5 leçons de la vie sauvage dans les grands espaces

Passer plus de sept ans dans la jungle néo-zélandaise. Pour bon nombre d'amoureux du grand air, c'est là un rêve inaccessible, mais Miriam Lancewood et son conjoint Peter ont pourtant décidé de s'y risquer. Sept ans plus tard, le rêve n'est pas encore terminé, mais elle peut d'ores et déjà tirer quelques leçons de leurs expériences.

Miriam Lancewood : l'amazone de la forêt vierge

Miriam et Peter se sont rencontrés en Inde. Leur relation est vite devenue une évidence, et ils ont atterri en Nouvelle-Zélande après un voyage en Asie. Au bout d'un an de travail, ils ont su ce qu'il leur restait à faire : s'éloigner de tout ce qui les reliait à notre monde moderne et s'enfoncer dans la nature sauvage et magnifique.

 

Une décision qui a amorcé un processus d'essais et d’erreurs, surtout au début. Mais sept ans plus tard, Miriam ne voudrait plus rien changer à leur manière de vivre. Ce que la jungle leur a appris ? Que ce ne sont pas nos projets d'avenir, mais notre instinct qui prime.

1. Il y a une solution à tout

Un problème qui survient en pleine nature peut rapidement sembler insurmontable. « Dans la jungle, il faut savoir se montrer créatif », admet Miriam.

 

On n'y trouve par exemple pas de shampooing antipelliculaire, de sorte que Miriam a cherché une autre solution : laisser poser sa propre urine dans les cheveux pendant une demi-heure. Si la technique est peu ragoûtante, elle semble par contre efficace !

2. L'argent est une notion relative

Beaucoup de gens se demandent comment Miriam et Peter s'en sortent. Parce que voyager comme ils le font, ça coûte une fortune, tout de même ?

 

« Je dois admettre qu'avant, je n'aurais jamais cru pouvoir survivre sans travailler », nous dit Miriam. « Mais quand j'ai dit ça à Peter, il a balayé ma remarque d'un rire. Et il a eu cette réponse laconique : ' Il suffit de ne pas dépenser trop d’argent '. Et cela fait quand même sept ans qu'on tient. »

 

« Nous dépensons en moyenne 35 euros par semaine. Cet argent sert principalement à acheter des produits de base, comme le riz et la farine. Nous attrapons nous-mêmes notre viande et notre poisson. Et comme les vêtements coûtent deux fois rien en Nouvelle-Zélande, nous pouvons vivre tranquillement des intérêts de nos économies. »

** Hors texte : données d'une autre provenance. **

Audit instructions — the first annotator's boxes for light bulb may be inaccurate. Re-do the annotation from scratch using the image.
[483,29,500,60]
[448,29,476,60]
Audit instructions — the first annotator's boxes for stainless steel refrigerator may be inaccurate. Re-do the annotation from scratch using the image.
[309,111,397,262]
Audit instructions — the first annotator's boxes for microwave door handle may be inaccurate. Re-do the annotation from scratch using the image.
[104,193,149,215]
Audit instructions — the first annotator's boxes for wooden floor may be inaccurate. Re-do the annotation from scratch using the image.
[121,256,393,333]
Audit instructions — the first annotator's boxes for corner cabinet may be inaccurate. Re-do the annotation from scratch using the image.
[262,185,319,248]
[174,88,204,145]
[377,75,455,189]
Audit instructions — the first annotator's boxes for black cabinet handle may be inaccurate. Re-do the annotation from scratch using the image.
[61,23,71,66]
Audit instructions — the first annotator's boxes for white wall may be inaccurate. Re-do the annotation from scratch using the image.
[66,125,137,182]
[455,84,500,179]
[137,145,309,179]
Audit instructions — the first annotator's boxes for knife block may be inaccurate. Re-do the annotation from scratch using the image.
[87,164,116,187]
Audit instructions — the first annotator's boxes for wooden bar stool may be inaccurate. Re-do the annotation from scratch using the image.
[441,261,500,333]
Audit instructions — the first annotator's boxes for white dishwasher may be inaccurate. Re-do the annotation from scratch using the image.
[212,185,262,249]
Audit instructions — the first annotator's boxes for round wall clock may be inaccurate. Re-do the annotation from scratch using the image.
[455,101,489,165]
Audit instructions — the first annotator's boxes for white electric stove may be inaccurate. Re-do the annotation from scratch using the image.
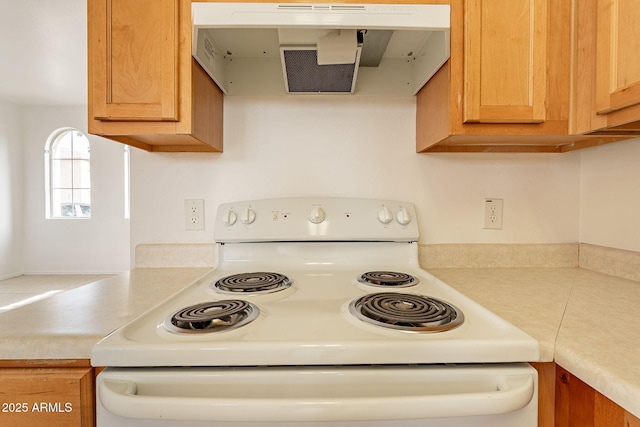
[92,198,539,427]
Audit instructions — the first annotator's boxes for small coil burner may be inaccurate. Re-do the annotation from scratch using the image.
[358,271,420,288]
[163,299,260,333]
[349,292,464,332]
[212,271,292,294]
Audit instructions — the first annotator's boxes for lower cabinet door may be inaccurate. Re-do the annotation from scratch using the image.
[0,368,95,427]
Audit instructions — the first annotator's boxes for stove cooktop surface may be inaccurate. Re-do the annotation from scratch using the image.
[92,199,539,366]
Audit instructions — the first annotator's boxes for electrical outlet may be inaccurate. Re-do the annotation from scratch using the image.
[184,199,204,230]
[484,199,502,230]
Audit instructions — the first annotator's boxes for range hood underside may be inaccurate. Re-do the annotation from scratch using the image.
[195,28,449,96]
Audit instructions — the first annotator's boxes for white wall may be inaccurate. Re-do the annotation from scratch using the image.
[131,96,580,252]
[580,139,640,251]
[0,101,23,278]
[22,107,130,273]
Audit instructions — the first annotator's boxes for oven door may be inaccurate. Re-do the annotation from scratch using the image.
[97,364,538,427]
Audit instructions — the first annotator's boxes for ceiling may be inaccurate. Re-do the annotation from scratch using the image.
[0,0,87,106]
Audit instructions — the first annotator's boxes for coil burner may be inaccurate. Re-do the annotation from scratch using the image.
[163,299,260,333]
[358,271,420,288]
[212,271,292,294]
[349,292,464,332]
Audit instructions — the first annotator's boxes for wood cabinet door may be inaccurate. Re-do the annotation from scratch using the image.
[464,0,547,123]
[0,368,95,427]
[596,0,640,114]
[88,0,178,121]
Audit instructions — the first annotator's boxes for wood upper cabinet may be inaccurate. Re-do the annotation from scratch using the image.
[416,0,575,152]
[91,0,178,121]
[572,0,640,135]
[416,0,640,153]
[87,0,223,152]
[464,0,547,123]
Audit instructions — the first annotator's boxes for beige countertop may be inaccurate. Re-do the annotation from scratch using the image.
[429,268,640,417]
[0,267,640,416]
[0,268,211,360]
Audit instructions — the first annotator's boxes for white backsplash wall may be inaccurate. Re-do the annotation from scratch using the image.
[131,96,580,256]
[580,139,640,251]
[21,107,130,274]
[0,100,24,278]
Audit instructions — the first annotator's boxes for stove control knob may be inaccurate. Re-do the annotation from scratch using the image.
[396,208,411,225]
[240,208,256,224]
[308,206,327,224]
[378,206,393,224]
[222,209,238,225]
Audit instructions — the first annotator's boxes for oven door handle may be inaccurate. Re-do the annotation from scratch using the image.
[98,374,535,422]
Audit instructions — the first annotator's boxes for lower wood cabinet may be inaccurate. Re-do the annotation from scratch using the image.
[555,366,640,427]
[0,367,95,427]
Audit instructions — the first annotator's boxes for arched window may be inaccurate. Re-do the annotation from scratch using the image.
[44,128,91,218]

3. L'hygiène reste d'actualité

Quand on voyage d'un endroit à l'autre sans accès à l'eau courante, il peut être tentant de se laisser aller. Ce n'est pas le cas de Miriam et Peter. « Je range ma tente comme bon me semble, je nettoie mes poêles et mes casseroles avec du sable, et je me lave aussi souvent que je le veux. »

 

« J’ai aussi l’impression que ceux qui vivent dehors transpirent beaucoup moins et n’ont pas de problèmes de transpiration malodorante. La seule chose qui me dérange parfois, ce sont mes mains toutes noires après avoir fait du feu, et aussi mes cheveux qui sentent la fumée », déclare Miriam.  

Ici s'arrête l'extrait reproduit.